During the same period, the convergence of the Indigenous developmental path towards the Immigrant developmental path has been much more dramatic. This convergence reflects the assimilating influence of Immigrant society on Indigenous society. In extreme cases, the developmental paths of some Indigenous peoples have converged completely with the Immigrant developmental path, thus reflecting their complete assimilation into the Immigrant society and their extinction.(9) But as we conceive of the Indigenous nations that have survived to the present day, in varying degrees it can be said that the two paths have not yet completely converged. It is conceivable that for a few Indigenous nations there has been an established a new, albeit narrower, parallelism of developmental paths. But given the breadth and intensity of colonization's impact on Indigenous societies, I am skeptical that this has widely occurred. It is most likely that the overall path of Indigenous development is on a collision course with the path of Immigrant development.

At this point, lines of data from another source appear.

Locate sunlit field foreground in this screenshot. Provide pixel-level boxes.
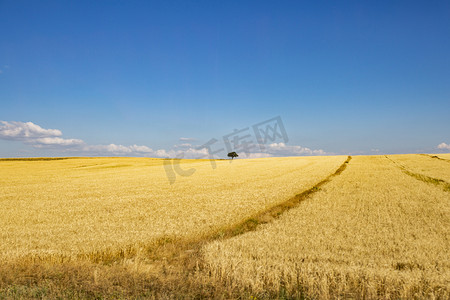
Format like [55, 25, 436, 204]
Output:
[204, 155, 450, 299]
[0, 155, 450, 299]
[0, 156, 346, 261]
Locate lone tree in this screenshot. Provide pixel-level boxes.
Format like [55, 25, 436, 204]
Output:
[228, 152, 239, 159]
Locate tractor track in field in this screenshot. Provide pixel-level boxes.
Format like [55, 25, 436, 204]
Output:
[79, 156, 352, 264]
[385, 155, 450, 192]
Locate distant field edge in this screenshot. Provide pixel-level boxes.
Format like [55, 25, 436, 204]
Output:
[385, 155, 450, 192]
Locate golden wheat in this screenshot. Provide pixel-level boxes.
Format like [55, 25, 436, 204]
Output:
[203, 156, 450, 299]
[388, 154, 450, 183]
[0, 156, 345, 261]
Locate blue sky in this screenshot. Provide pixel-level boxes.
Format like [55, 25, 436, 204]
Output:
[0, 0, 450, 157]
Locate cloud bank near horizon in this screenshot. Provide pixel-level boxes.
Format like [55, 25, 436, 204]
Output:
[0, 121, 327, 158]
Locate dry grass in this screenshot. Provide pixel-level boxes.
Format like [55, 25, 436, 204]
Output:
[388, 154, 450, 183]
[203, 156, 450, 299]
[0, 156, 345, 262]
[0, 155, 450, 299]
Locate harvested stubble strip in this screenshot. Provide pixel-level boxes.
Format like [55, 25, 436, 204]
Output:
[203, 156, 450, 299]
[0, 156, 346, 263]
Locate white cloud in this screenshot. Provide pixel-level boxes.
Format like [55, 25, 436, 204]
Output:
[180, 138, 196, 142]
[266, 143, 326, 156]
[33, 137, 84, 147]
[437, 143, 450, 150]
[0, 121, 326, 158]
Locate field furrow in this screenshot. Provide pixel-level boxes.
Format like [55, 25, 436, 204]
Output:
[0, 156, 346, 261]
[203, 156, 450, 298]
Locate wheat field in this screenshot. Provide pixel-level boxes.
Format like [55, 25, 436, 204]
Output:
[204, 156, 450, 299]
[0, 156, 345, 260]
[0, 154, 450, 299]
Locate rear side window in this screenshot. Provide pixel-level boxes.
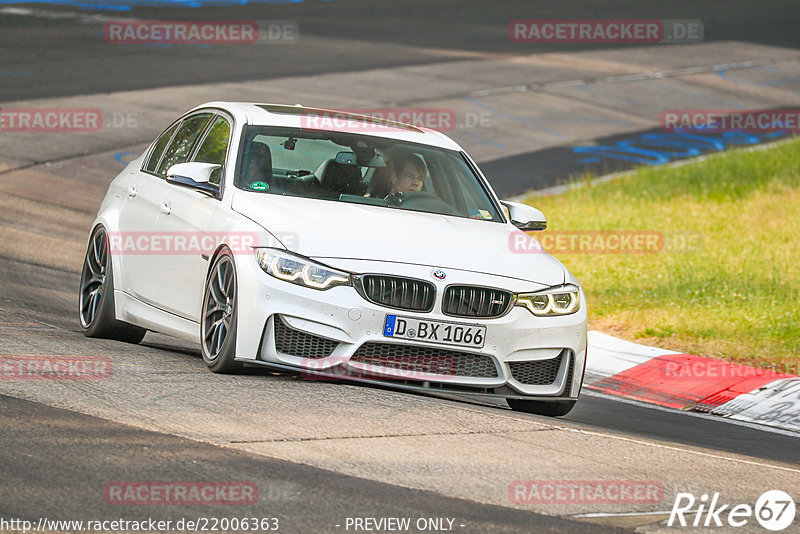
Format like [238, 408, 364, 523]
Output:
[193, 117, 231, 184]
[145, 124, 178, 172]
[157, 113, 211, 176]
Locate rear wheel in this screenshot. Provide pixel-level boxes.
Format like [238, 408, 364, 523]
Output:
[80, 226, 147, 343]
[200, 250, 242, 373]
[506, 399, 575, 417]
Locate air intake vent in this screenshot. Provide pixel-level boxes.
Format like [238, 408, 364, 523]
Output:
[361, 274, 436, 312]
[275, 315, 339, 359]
[350, 342, 498, 379]
[508, 349, 572, 386]
[442, 286, 513, 318]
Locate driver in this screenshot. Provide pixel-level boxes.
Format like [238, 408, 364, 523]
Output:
[389, 153, 428, 195]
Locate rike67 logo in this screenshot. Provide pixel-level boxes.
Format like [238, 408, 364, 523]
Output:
[667, 490, 795, 531]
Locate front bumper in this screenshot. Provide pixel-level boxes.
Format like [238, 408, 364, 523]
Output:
[236, 256, 586, 400]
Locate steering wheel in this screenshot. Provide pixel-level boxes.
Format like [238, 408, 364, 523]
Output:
[386, 191, 458, 215]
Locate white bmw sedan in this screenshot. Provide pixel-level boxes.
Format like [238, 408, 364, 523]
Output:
[80, 102, 586, 416]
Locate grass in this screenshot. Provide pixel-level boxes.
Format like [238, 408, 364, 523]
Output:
[527, 140, 800, 374]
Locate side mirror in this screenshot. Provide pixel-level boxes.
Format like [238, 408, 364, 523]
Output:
[167, 161, 222, 194]
[500, 200, 547, 232]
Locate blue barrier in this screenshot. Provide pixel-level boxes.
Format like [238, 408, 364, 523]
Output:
[0, 0, 318, 11]
[572, 131, 788, 165]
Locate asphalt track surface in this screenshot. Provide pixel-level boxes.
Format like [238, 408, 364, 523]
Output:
[0, 0, 800, 101]
[0, 1, 800, 532]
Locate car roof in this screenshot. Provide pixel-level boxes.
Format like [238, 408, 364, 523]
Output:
[192, 102, 462, 151]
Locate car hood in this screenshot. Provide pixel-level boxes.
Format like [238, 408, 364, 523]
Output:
[231, 191, 566, 286]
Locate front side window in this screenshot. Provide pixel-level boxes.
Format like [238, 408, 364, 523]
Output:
[156, 113, 211, 176]
[192, 117, 231, 185]
[235, 126, 503, 222]
[145, 124, 178, 172]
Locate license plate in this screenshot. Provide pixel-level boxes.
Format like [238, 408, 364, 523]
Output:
[383, 315, 486, 349]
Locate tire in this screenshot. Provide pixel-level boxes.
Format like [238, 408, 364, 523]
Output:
[200, 249, 242, 373]
[78, 226, 147, 343]
[506, 399, 576, 417]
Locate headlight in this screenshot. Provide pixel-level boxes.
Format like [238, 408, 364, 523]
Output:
[255, 248, 350, 290]
[515, 285, 581, 315]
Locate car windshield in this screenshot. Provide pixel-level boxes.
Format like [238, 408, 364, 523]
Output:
[235, 126, 502, 222]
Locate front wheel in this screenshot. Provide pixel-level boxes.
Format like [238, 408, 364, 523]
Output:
[200, 249, 242, 373]
[79, 226, 147, 343]
[506, 399, 575, 417]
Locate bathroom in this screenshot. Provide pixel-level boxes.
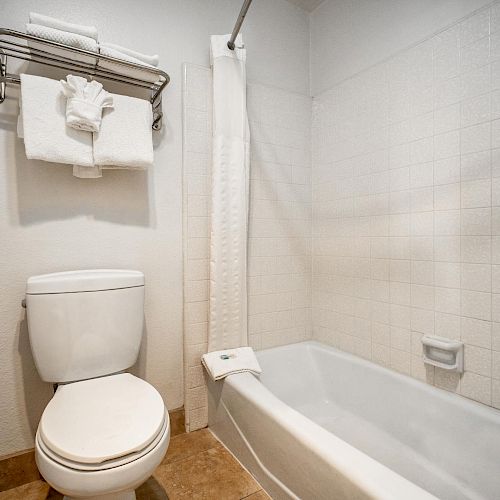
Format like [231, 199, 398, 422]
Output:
[0, 0, 500, 500]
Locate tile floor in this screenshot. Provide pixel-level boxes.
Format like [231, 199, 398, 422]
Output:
[0, 429, 270, 500]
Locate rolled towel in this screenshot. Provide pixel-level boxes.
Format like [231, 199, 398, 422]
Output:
[61, 75, 113, 132]
[93, 94, 154, 170]
[98, 45, 163, 83]
[26, 23, 98, 52]
[201, 347, 262, 380]
[99, 42, 160, 67]
[29, 12, 97, 42]
[73, 165, 102, 179]
[21, 74, 94, 167]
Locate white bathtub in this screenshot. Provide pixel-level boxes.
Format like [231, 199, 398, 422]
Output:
[209, 342, 500, 500]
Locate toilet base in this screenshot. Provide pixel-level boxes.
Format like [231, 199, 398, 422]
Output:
[63, 490, 136, 500]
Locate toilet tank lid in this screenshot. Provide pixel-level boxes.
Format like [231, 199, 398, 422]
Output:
[26, 269, 144, 295]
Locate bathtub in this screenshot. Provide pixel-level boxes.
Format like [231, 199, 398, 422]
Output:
[209, 342, 500, 500]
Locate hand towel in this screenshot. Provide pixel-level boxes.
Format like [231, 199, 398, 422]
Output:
[98, 45, 164, 83]
[201, 347, 262, 380]
[93, 94, 154, 169]
[26, 23, 98, 52]
[29, 12, 97, 42]
[21, 74, 94, 167]
[100, 42, 160, 67]
[61, 75, 113, 132]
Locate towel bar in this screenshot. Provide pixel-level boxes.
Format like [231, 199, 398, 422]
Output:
[0, 28, 170, 130]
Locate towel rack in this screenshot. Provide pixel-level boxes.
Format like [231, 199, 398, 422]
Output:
[0, 28, 170, 130]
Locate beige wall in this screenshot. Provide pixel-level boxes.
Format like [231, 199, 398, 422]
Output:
[184, 64, 311, 430]
[0, 0, 309, 455]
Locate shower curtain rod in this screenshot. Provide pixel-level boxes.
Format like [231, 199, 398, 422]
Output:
[227, 0, 252, 50]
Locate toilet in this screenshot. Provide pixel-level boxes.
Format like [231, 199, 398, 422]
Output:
[26, 269, 170, 500]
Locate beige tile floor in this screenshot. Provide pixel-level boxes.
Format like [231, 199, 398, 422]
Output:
[0, 429, 270, 500]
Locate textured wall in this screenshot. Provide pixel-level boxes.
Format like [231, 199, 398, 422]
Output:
[184, 65, 311, 430]
[311, 0, 491, 95]
[0, 0, 309, 455]
[313, 3, 500, 407]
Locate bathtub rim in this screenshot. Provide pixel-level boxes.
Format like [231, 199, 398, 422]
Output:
[215, 341, 437, 500]
[255, 340, 500, 422]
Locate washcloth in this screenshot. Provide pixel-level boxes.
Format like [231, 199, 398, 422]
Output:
[99, 42, 160, 67]
[201, 347, 262, 380]
[20, 74, 94, 167]
[98, 45, 163, 83]
[61, 75, 113, 132]
[93, 94, 154, 169]
[29, 12, 97, 42]
[26, 23, 98, 52]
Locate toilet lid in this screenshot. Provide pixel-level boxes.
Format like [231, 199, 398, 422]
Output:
[39, 373, 165, 464]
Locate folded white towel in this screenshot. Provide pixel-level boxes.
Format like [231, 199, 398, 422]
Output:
[201, 347, 262, 380]
[21, 74, 94, 167]
[30, 12, 97, 41]
[99, 42, 160, 67]
[61, 75, 113, 132]
[93, 94, 154, 170]
[26, 23, 98, 52]
[98, 45, 163, 83]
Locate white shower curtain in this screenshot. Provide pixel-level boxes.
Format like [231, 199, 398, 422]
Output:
[208, 35, 250, 351]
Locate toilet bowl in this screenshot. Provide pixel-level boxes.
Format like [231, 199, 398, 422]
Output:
[26, 270, 170, 500]
[35, 373, 170, 500]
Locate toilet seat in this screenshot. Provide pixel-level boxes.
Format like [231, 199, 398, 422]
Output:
[37, 373, 169, 470]
[36, 412, 170, 472]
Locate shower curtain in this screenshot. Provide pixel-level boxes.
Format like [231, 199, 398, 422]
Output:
[208, 35, 250, 351]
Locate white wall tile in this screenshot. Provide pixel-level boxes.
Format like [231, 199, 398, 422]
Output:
[312, 4, 500, 407]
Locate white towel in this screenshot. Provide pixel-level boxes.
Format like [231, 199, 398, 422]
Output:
[61, 75, 113, 132]
[21, 74, 94, 167]
[99, 42, 160, 67]
[93, 94, 154, 170]
[201, 347, 262, 380]
[30, 12, 97, 41]
[26, 23, 98, 52]
[98, 45, 163, 83]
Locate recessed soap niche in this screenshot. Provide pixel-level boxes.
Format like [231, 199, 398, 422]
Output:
[422, 335, 464, 373]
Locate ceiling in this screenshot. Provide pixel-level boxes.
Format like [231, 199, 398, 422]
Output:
[288, 0, 323, 12]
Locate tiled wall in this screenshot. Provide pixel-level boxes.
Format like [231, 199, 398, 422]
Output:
[312, 4, 500, 408]
[183, 64, 311, 430]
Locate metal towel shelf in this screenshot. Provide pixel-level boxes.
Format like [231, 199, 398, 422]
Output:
[0, 28, 170, 130]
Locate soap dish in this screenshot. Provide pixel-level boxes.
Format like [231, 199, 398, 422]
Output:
[422, 335, 464, 373]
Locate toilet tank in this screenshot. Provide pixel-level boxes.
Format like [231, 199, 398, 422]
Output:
[26, 269, 144, 382]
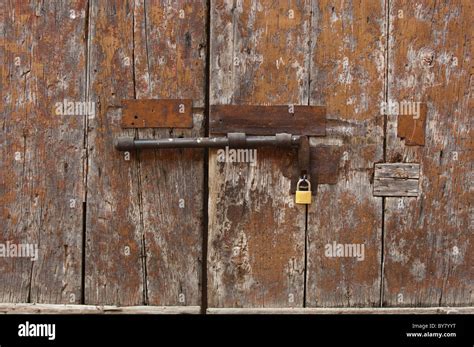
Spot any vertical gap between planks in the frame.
[201,0,212,314]
[81,1,92,305]
[132,0,148,305]
[303,1,318,307]
[379,0,390,307]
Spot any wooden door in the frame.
[0,0,473,312]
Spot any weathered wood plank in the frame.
[374,178,419,196]
[85,1,145,305]
[0,304,201,315]
[0,1,86,303]
[206,307,474,315]
[209,105,326,136]
[306,0,386,307]
[383,0,474,306]
[397,102,428,146]
[374,163,420,196]
[374,163,420,179]
[122,99,193,128]
[134,1,207,305]
[208,1,311,307]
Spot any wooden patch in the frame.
[374,163,420,196]
[122,99,193,128]
[209,105,326,136]
[398,103,428,146]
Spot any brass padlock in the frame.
[295,178,311,205]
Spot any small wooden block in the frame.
[373,163,420,196]
[122,99,193,128]
[209,105,326,136]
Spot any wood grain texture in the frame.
[134,1,207,306]
[208,1,311,307]
[84,1,145,305]
[397,103,428,146]
[374,163,420,196]
[306,0,386,307]
[383,0,474,306]
[0,303,201,315]
[208,305,474,315]
[0,1,86,303]
[122,99,193,128]
[374,163,420,179]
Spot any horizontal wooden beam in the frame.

Against the backdrop of this "converging" Guswentah and what it symbolizes for the future of Indigenous peoples, there are but three developmental choices that an Indigenous nation can make. First, it can choose to take no action and allow the inertia of colonialism to eventually precipitate the convergence of the Indigenous and Immigrant developmental paths. This choice would reflect the elimination of any meaningful distinction between Indigenous and Immigrant societies, or, in other words, the complete assimilation of the Indigenous people into American society. I will refer to this path as the "Path of Indigenous Extinction." Second, it can choose to take some action to halt the convergence of the developmental paths and to restore some measure of parallelism, i.e., distinctness, as a people separate and apart from the American people. I will refer to this path as the "Path of Pragmatic Indigenization." Third, it can choose to take action to not just halt the convergence of the Indigenous and Immigrant developmental paths, but to actually try to widen the gap that exists between the two paths and reestablish a new parallel relationship at some greater measure of distinctness. I will refer to this path as the "Path of Enhanced Indigenization."

Given these options, an Indigenous nation must make a threshold determination as to whether it will proceed down the Path of Extinction or pursue some variation of the Path of Indigenization. As a modern policy dilemma, suggesting that this is a "choice" sounds rather ridiculous. Why would any society deliberately seek its own extinction? Given that the Indigenous nations in the United States have been colonized by a society that has pursued this policy for over 200 years, this is far from a ridiculous question. Yet when one considers that many Indigenous people, including many of the Indigenous leadership, may not even comprehend the magnitude of colonization's impact, the prospect that Indigenous peoples may choose extinction looms large.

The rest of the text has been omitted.